This Popular Fast Casual Will Lay Off 5% of Its Workforce Due To Slowing Sales
The trend toward hybrid or fully remote work has impacted restaurants in urban areas that relied on office workers as their main customers. Fast-casual chains that have reigned supreme in city centers are now among those seeing lower sales as a result. Sweetgreen, a favorite lunchtime destination, just announced it will be laying off a chunk of its employees because of slower sales.
The Los Angeles-based chain said its "erratic urban recovery" after the pandemic resulted in a sales growth lag. Consequently, the company will be laying off 5% of its workforce in order to get back to profitability.
Summertime is usually Sweetgreen's best season, but instead, the chain didn't notice a lift in sales during the season. The company said it was first made aware of the sales slump around Memorial Day, which prompted it to lower its expectations.
![sweetgreen](https://www.eatthis.com/wp-content/uploads/sites/4/2022/06/sweetgreen.jpg?quality=82&strip=all&w=640)
As part of its new plan, Sweetgreen said it will also be relocating its support center to a smaller space. The company now expects its same-store sales to land between 13% and 19% this year, which is still lower than the expected 26%.
Even before the pandemic, the fast-casual was transitioning out of the city and into suburban neighborhoods. It still has a heavy footprint in those regions but is working on moving away from high-density areas.

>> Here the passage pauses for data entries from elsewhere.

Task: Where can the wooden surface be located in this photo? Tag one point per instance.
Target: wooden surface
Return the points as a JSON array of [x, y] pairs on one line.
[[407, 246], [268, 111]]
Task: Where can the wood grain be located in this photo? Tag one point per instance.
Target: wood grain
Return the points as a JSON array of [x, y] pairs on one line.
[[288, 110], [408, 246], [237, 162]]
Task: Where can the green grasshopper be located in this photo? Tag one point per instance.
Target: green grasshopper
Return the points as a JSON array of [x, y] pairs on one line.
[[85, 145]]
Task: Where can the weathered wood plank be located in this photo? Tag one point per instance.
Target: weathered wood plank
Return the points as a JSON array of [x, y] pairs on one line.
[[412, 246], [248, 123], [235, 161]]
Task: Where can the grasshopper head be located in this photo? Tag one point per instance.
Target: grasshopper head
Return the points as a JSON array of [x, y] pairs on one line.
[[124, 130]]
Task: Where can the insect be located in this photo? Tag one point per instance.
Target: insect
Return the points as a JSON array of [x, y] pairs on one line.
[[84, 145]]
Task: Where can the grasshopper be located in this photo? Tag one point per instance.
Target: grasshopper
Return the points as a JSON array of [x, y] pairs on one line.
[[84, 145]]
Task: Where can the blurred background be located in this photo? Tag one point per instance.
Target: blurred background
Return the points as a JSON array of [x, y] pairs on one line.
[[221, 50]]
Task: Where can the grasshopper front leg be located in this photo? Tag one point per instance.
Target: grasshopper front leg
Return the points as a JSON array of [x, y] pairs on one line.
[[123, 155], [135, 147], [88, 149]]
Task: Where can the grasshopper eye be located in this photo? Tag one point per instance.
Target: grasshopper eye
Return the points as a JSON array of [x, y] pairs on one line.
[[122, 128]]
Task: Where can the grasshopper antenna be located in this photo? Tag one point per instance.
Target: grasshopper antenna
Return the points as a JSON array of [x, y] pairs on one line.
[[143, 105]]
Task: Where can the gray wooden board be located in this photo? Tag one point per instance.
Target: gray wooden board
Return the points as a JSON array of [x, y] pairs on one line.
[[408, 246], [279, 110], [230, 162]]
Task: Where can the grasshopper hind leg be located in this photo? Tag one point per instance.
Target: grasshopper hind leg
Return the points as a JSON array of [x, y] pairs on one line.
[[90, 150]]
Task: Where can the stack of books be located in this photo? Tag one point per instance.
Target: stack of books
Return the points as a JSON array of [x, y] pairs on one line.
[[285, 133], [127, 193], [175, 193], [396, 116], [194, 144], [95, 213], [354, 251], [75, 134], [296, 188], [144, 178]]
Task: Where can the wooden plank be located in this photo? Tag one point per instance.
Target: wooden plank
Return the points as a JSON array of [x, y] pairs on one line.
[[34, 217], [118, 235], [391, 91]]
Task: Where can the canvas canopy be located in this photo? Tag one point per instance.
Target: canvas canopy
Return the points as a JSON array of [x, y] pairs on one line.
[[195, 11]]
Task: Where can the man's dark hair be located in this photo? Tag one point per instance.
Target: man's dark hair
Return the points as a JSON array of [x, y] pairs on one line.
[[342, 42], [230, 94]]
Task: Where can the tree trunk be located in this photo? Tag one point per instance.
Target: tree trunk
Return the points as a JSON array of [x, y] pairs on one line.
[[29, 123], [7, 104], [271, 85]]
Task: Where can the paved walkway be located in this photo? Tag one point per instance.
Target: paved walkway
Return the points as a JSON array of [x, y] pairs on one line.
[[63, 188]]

"At the end of 2019, our footprint was 65% urban, 35% suburban," CFO Mitch Reback said on an earnings call Tuesday. "Today it's 50/50. At the end of 2019, our urban restaurants had an AUV (average sales) of $3.1 million and our suburban restaurants had an AUV of $2.7 million. At the end of the second quarter of 2022, AUVs flipped (and) urban SUVs are now $2.7 million and suburban EVs are $3.1 million."
Sweetgreen operates more than 160 locations in 13 states across the country.